Dogs, like their feline housemates, have an extra scent detection organ, known as the vomeronasal or Jacobson’s organ, that’s tucked into the bottom of the nasal cavity and just above the roof of the mouth. The vomeronasal organ detects pheromones, chemical signals that are released into the environment to communicate with other dogs. Considered a second olfactory organ, scientists believe the organ is involved in parental, social and reproductive communication.
And as if that isn’t enough to create a super-sniffer, consider this: the brain region that processes scent information, the olfactory cortex, accounts for 12.5 percent of a dog’s total brain mass. In comparison, our olfactory cortex takes up less than a measly 1 percent. So not only do dogs have a greater ability to detect smells, but they have the brain-computing power to analyze all of that scent-sory information.

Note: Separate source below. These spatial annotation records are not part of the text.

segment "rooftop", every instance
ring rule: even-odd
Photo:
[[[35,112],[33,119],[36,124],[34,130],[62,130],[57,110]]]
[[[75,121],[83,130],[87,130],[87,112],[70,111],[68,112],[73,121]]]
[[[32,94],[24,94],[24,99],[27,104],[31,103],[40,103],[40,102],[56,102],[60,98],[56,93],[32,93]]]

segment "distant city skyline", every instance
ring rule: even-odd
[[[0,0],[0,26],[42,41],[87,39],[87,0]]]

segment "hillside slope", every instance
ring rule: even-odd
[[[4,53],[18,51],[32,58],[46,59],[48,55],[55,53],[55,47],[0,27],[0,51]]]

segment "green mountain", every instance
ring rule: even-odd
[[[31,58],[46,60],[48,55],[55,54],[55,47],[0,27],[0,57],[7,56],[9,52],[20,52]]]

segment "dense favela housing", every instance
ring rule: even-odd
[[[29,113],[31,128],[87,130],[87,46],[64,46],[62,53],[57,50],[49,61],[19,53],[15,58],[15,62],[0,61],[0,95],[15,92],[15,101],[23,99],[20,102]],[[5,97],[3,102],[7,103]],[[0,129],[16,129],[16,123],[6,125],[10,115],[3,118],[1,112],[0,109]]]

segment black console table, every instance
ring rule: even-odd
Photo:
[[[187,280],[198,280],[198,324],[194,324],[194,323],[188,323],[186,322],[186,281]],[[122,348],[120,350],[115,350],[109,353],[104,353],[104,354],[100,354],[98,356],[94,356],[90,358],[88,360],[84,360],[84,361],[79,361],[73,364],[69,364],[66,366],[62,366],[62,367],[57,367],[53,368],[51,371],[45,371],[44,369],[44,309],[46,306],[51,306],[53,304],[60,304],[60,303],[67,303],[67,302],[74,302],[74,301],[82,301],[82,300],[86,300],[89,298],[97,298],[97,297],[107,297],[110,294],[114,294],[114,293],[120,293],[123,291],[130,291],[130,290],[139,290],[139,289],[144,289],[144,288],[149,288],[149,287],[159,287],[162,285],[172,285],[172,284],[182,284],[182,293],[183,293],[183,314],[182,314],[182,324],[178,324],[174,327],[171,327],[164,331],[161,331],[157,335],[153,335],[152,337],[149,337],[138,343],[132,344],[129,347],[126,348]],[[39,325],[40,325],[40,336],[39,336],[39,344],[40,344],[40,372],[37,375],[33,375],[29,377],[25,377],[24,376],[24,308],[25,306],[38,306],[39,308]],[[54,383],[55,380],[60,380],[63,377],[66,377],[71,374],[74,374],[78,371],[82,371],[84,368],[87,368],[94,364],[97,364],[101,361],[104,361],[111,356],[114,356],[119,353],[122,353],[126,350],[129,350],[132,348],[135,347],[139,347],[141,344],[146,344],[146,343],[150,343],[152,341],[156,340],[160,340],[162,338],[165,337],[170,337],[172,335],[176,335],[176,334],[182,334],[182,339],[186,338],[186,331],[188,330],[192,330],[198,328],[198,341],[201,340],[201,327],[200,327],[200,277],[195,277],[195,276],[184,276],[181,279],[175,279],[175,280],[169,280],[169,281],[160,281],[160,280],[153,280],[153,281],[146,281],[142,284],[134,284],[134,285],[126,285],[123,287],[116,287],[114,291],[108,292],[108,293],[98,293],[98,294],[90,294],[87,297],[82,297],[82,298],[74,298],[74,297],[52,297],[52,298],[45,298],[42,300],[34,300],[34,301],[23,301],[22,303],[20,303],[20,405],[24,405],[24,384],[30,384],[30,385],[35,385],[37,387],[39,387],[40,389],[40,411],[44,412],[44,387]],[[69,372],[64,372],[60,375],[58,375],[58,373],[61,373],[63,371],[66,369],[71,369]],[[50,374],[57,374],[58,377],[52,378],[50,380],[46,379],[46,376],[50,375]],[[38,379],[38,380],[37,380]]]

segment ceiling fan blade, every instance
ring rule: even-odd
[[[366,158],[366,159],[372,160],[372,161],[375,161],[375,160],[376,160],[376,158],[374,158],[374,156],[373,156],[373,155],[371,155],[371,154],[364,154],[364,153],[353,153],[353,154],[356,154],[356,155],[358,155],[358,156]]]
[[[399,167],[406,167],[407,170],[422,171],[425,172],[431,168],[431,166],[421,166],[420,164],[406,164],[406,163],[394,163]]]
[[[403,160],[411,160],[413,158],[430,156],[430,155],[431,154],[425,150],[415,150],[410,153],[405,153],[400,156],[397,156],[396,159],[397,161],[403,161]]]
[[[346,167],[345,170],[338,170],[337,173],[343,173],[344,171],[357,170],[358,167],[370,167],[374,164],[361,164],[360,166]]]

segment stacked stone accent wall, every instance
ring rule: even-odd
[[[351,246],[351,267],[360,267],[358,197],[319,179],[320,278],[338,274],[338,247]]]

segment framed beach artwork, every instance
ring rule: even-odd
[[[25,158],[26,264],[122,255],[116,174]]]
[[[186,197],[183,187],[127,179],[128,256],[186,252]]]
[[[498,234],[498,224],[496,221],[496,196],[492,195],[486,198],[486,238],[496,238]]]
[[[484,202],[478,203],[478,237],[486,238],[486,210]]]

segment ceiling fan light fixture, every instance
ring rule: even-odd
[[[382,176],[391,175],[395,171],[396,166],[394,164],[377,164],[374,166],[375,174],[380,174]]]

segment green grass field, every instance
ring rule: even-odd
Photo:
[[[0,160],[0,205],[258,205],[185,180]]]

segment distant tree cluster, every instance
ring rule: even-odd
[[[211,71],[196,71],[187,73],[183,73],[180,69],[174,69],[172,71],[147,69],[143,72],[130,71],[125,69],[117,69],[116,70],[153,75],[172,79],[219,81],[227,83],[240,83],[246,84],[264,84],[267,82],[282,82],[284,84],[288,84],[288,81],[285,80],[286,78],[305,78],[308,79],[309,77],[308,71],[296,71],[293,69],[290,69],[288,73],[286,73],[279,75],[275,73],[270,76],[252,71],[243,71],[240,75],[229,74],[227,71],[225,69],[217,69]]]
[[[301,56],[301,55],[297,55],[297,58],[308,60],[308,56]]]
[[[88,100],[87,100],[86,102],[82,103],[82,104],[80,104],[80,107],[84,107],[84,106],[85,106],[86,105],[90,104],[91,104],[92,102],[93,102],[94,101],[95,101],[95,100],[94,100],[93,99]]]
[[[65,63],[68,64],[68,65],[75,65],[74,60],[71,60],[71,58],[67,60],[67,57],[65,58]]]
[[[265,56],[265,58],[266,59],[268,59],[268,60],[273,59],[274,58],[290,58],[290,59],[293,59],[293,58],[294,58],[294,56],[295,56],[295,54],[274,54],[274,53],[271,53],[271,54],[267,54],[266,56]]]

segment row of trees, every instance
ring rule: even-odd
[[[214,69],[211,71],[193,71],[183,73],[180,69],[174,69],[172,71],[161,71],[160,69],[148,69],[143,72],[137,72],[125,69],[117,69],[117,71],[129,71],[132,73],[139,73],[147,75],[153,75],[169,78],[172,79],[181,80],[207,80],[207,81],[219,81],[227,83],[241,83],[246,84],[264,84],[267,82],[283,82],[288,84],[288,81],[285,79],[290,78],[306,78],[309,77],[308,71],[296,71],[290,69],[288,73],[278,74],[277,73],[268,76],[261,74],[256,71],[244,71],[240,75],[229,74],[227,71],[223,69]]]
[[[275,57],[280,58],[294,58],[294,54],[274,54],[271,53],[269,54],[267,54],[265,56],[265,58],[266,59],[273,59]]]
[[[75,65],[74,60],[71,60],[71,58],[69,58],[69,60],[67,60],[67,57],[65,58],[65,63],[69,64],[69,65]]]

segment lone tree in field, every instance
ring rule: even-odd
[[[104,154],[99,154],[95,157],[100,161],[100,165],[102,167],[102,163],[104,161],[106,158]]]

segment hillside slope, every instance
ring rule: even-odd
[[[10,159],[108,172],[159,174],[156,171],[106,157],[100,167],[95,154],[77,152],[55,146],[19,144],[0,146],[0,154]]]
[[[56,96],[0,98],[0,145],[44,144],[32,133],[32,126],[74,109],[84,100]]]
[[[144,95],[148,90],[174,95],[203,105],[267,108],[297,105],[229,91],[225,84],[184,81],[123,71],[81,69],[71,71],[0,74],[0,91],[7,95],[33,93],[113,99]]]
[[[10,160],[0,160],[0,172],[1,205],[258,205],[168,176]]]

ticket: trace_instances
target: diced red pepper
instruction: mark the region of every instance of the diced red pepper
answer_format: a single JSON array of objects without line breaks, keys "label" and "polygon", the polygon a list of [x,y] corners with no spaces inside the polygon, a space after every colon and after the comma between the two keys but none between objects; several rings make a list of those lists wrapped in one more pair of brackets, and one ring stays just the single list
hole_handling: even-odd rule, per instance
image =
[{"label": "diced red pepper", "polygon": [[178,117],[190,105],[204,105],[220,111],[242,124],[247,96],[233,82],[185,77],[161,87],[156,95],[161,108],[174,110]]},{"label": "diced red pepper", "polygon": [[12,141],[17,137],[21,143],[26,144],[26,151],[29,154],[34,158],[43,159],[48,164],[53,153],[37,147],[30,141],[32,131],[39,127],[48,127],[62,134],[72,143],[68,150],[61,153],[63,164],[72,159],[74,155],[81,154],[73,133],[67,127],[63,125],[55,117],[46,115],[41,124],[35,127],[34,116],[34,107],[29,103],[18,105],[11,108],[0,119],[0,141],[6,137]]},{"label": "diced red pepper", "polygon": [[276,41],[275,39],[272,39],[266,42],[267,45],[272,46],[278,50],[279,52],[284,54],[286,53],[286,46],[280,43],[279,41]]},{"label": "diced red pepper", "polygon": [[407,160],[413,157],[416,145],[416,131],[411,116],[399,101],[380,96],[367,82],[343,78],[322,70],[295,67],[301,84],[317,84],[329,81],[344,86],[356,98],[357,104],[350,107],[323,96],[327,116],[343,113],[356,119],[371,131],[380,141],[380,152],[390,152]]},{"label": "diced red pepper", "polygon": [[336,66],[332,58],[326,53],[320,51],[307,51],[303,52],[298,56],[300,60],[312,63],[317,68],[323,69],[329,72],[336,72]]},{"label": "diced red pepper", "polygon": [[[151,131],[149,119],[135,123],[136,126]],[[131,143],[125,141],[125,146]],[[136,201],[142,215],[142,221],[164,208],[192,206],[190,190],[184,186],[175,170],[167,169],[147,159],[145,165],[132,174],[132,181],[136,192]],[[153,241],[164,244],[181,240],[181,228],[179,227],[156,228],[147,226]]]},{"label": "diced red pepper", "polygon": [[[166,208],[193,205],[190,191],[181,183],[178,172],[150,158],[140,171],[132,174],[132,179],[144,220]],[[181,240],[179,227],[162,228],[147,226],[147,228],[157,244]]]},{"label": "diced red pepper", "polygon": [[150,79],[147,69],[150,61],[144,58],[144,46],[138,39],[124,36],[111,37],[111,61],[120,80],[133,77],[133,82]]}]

No wonder experts in canine behavior and cognition say dogs “see” the world through their noses!
Where does nutrition fit into scent-detection performance?
The olfactory receptor cells and the epithelial cells that line the convoluted structures of a dog’s nasal cavity all have cell membranes that are made from fatty acids and other substances. Both omega-6 and omega-3 long-chain fatty acids are important for cell membrane structure, flexibility and integrity. However, scientists now know that dietary fats can change the fatty acids in cell membranes, including those cells that line the canine nose.
Although a limited number of studies is available, veterinary nutritionists have found evidence that the source of dietary fat may be important to a dog’s sense of smell. Research with hunting dogs suggests that foods containing high levels of saturated fatty acids may decrease olfactory sharpness and performance in dogs, especially if they’re not physically conditioned. Scientists believe dietary fatty acids may have an effect on brain function since the composition of cell membranes in the central nervous system (brain and spinal cord) can be affected by a food’s fat ingredients. In addition, researchers believe that altering the proportion of saturated and unsaturated fatty acids in a dog’s diet alters the fatty acids present in cell membranes of the nasal epithelium and affects a dog’s ability to detect low scent concentrations. All of this information implies that a balance of omega-6 and omega-3 fatty acids may improve a dog’s sense of smell.
Proper nutrition, along with physical conditioning and scent training, can affect your dog’s scent-detection performance. Make sure the food in your dog’s bowl provides both saturated and unsaturated fatty acids and an optimal ratio of omega-6 and omega-3 fatty acids.